It’s possible to externalize the schema into its proper file on HDFS and use it :

TBLPROPERTIES ('avro.schema.url' = '/user/flume/Order.avsc');

You can generate the schema if you don’t have it (if it’s generated on the fly by the code with some Scala macros for instance):

$ java -jar avro-tools-1.7.7.jar getschema events.avro > Order.avsc
$ hdfs dfs -put Order.avsc /user/flume/

ERR: Long schemas

If you have a looong schema, therefore a long query, you could end up with this error:

FAILED: Execution Error, return code 1 from org.apache.hadoop.hive.ql.exec.DDLTask. MetaException(message:javax.jdo.JDODataStoreException: Put request failed : INSERT INTO “TABLE_PARAMS” (“PARAM_VALUE”,”TBL_ID”,”PARAM_KEY”) VALUES (?,?,?)
org.datanucleus.store.rdbms.exceptions.MappedDatastoreException: INSERT INTO “TABLE_PARAMS” (“PARAM_VALUE”,”TBL_ID”,”PARAM_KEY”) VALUES (?,?,?)
Caused by: org.postgresql.util.PSQLException: ERROR: value too long for type character varying(4000)

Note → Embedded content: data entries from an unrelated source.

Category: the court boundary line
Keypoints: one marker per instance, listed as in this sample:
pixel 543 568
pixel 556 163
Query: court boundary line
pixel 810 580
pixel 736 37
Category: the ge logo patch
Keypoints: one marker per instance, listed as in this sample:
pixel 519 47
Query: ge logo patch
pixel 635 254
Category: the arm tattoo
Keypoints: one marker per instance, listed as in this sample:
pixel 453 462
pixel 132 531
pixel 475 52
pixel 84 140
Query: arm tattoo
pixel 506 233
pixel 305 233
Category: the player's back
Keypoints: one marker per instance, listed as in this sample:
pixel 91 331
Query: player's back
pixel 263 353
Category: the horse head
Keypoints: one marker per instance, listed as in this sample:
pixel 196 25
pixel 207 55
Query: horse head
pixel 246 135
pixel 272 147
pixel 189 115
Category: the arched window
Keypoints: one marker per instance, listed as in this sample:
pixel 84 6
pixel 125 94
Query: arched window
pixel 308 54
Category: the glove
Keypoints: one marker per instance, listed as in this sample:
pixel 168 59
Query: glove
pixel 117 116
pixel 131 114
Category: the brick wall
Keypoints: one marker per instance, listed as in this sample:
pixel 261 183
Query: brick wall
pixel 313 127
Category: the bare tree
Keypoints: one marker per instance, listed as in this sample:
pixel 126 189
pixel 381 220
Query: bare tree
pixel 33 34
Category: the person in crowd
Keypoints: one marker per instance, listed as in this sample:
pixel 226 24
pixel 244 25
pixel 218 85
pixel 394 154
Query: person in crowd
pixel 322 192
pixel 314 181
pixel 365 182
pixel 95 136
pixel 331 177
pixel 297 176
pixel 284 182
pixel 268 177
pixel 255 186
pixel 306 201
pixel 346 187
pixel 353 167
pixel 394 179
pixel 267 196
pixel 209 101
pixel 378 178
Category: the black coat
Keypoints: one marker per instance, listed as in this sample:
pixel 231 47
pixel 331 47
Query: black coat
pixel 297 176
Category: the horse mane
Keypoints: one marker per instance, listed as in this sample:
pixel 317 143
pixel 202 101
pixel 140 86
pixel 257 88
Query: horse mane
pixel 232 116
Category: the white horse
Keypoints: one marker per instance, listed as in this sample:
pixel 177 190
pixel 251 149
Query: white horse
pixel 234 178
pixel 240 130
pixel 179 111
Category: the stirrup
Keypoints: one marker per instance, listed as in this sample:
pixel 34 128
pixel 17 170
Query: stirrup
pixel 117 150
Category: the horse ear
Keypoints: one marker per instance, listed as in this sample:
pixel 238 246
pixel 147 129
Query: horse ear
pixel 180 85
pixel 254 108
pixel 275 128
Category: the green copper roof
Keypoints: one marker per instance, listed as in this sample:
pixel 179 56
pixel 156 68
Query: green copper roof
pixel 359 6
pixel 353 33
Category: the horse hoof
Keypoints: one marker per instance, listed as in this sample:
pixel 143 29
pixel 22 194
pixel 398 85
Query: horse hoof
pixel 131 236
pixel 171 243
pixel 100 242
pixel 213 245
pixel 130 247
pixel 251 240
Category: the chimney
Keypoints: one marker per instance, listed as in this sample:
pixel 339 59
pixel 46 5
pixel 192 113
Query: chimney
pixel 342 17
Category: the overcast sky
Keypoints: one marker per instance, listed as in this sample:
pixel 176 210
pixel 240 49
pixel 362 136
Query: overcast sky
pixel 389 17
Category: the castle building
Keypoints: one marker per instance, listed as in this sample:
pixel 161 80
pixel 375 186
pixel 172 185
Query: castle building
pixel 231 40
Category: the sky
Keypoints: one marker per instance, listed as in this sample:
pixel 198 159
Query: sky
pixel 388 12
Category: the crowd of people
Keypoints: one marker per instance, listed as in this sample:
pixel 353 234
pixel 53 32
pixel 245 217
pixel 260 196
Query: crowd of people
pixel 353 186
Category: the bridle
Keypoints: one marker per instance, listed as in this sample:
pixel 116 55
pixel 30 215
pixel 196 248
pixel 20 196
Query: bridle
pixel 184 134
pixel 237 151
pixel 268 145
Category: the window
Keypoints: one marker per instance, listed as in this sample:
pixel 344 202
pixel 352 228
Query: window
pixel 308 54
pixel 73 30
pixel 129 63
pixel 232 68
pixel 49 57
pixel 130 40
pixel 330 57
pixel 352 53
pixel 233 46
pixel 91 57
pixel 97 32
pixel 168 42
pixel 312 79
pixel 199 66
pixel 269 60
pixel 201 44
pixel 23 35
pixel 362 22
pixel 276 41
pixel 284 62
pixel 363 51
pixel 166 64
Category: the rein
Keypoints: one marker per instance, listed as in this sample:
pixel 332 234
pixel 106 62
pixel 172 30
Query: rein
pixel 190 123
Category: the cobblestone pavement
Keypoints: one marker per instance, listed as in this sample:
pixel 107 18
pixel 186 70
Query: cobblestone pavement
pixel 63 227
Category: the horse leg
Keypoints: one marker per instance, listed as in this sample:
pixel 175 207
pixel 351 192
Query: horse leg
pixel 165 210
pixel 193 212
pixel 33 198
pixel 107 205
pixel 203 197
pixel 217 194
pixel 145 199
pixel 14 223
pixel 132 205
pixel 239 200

You must use an external schema in this case, your query is too long.

If you’re using a UI like Hue to do the query, and notice some weird things, use the hive shell, the error will be properly displayed, Hue won’t.

ERR: Partition and field names conflicts

If you have a column in your data which the name is the same as the partition dimensions name (ymd and h in our case), you are going to get this error :

FAILED: Execution Error, return code 1 from org.apache.hadoop.hive.ql.exec.DDLTask. org.apache.hadoop.hive.ql.metadata.HiveException: Partition column name hour conflicts with table columns.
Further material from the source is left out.